MÉTÉO – C’est une des conséquences les plus visibles du réchauffement climatique: dans les Alpes, la hausse des températures fragilise les pentes et “déstabilise” les glaciers en accélérant leur fonte. Un phénomène qui s’aggrave au cours d’épisodes de canicule.
Sur le versant italien du Mont Blanc, près de la station de Courmayeur, 500.000 mètres cubes de glace, fragments du glacier des Grandes Jorasses, menacent une nouvelle fois de rompre, comme en septembre et octobre 2019.
Nous sommes dans une phase de légère amélioration, la situation est un peu meilleure”, a toutefois assuré à l’AFP Stefano Miserocchi, le maire de Courmayeur. “Nous ne sommes cependant pas encore de retour à la situation d’avant la fermeture. C’est un peu positif, mais ce n’est pas un retour à la normale”. “Les mesures d’urgence restent les mêmes: évacuation des habitants menacés, et fermeture de la route du Val Ferret”, a souligné l’édile.
Un volume de glace équivalent à la cathédrale de Milan
Comme un immense sérac, un volume de glace estimé à 500.000 mètres cubes -soit la “taille de la cathédrale de Milan”- menacerait de s’ébouler, selon les autorités locales, qui ont ordonné mercredi soir l’évacuation durant 72 heures d’une “zone rouge” en contrebas.
Au total, seules 75 personnes ont été évacuées, une vingtaine de résidents et le reste des vacanciers, avec juste une poignée d’habitations concernées.
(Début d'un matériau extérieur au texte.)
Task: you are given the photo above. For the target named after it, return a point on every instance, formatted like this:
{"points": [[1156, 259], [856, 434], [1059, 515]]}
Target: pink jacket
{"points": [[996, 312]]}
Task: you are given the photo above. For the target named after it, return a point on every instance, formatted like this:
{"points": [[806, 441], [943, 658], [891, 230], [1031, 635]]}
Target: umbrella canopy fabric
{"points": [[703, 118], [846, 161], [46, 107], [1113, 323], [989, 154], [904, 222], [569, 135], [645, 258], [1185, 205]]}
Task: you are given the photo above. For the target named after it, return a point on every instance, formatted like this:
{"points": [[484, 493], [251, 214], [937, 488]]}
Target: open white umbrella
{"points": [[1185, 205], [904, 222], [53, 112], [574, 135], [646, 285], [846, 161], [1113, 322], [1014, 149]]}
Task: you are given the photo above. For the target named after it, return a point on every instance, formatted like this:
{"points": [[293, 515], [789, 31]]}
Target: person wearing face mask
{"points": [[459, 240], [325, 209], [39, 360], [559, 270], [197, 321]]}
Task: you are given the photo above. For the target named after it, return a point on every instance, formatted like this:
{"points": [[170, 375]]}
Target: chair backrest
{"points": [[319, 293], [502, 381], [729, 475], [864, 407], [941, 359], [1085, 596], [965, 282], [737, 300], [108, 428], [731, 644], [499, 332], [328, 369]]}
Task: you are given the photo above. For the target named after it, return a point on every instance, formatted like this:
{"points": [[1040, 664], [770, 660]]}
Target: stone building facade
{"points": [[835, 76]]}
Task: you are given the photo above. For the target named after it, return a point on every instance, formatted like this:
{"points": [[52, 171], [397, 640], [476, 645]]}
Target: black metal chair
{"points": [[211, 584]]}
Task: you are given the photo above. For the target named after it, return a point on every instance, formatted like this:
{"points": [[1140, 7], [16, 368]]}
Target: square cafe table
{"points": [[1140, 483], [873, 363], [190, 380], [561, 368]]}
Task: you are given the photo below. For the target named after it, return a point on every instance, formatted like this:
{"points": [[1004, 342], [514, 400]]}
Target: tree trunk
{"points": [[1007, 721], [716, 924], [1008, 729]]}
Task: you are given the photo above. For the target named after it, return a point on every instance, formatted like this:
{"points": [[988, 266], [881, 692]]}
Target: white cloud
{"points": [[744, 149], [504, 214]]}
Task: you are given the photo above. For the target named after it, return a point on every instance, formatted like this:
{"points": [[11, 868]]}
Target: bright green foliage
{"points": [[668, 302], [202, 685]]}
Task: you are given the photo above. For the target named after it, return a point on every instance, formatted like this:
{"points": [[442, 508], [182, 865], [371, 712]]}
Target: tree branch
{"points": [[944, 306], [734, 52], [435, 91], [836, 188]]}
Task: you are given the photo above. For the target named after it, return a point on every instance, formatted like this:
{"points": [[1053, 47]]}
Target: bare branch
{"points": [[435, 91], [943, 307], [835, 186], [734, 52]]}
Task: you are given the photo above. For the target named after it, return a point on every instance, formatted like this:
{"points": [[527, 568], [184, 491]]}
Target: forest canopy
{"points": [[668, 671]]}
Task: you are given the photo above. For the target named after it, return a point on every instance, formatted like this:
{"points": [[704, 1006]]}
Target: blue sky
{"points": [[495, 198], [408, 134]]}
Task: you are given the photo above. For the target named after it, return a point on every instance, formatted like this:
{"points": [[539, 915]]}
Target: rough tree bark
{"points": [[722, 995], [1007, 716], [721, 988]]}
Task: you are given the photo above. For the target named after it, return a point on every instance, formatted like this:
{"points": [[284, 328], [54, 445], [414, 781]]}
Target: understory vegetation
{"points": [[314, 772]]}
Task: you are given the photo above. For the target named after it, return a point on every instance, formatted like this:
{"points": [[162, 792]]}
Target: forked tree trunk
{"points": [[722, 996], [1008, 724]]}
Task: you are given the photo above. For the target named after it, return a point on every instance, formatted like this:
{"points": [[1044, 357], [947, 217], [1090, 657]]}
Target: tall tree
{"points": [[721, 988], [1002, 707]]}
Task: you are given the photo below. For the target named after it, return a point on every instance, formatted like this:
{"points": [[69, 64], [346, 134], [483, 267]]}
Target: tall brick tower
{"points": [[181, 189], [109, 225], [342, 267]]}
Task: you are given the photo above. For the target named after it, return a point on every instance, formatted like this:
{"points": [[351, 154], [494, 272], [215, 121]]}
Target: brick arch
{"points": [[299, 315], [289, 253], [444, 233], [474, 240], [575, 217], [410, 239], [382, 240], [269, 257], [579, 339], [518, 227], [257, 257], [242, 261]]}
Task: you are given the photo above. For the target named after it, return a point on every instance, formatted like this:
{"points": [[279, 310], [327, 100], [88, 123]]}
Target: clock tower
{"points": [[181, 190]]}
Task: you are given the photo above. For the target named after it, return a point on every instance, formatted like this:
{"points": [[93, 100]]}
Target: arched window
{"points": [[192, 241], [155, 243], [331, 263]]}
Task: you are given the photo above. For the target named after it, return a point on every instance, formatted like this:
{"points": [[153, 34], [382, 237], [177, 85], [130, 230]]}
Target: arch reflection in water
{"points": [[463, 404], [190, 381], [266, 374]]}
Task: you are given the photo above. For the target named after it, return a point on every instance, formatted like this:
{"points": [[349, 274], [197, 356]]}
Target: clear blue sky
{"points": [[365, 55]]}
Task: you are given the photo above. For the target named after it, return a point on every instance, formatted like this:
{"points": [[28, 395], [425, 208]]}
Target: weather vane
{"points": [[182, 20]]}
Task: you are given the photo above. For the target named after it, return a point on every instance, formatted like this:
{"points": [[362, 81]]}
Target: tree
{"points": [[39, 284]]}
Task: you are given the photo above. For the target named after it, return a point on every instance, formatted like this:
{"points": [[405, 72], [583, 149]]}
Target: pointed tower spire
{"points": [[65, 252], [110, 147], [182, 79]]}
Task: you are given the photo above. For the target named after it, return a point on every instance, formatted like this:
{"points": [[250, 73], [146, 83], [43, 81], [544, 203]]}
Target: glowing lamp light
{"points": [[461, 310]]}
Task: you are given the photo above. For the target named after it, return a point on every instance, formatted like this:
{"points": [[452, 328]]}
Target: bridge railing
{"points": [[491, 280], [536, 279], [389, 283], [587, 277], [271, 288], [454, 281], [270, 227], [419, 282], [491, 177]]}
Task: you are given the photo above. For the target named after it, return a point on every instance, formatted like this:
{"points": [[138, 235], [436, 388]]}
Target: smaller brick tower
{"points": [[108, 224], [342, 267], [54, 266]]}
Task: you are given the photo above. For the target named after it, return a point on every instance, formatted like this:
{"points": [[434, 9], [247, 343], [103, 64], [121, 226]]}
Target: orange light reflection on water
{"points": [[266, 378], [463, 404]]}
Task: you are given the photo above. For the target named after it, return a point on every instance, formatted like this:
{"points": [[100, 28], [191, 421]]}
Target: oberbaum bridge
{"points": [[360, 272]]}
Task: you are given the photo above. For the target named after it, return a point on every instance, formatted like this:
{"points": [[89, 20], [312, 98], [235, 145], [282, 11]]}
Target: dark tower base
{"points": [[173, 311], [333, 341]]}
L’évacuation était “urgente et impérative”, a justifié le maire de Courmayeur, mettant en avant la hausse des températures, après un coup de froid fin juillet.
“La circulation de l’eau en dessous du glacier est repartie, on a une reprise de l’eau sous le glacier, qui s’écoule. C’était ce point qui nous inquiétait beaucoup”, a-t-il expliqué. Selon des scientifiques de la région, l’eau coincée sous la roche menaçait d’agir comme une bulle, soulevant la masse de glace et risquant de précipiter la chute de sa partie la plus fragilisée.
Le phénomène n’est pas nouveau, mais gagne en intensité. Déjà, au cours de l’été 1949, le front du glacier du Tour, qui surplombe la vallée de Chamonix à 2.200 mètres d’altitude, s’était détaché suite à des années de fortes chaleurs. L’effondrement avait fait six victimes.
-25% en trente ans
Plus récemment, en 2014, c’est le front du glacier de la Charpoua, situé à 2.600 mètres d’altitude, qui avait glissé et traversé un sentier, tuant deux randonneurs. “Les glaciers ont perdu 25% de leur surface en moyenne depuis trente ans”, note Ludovic Ravanel, géomorphologue et chercheur au laboratoire Edytem de l’Université Savoie Mont Blanc.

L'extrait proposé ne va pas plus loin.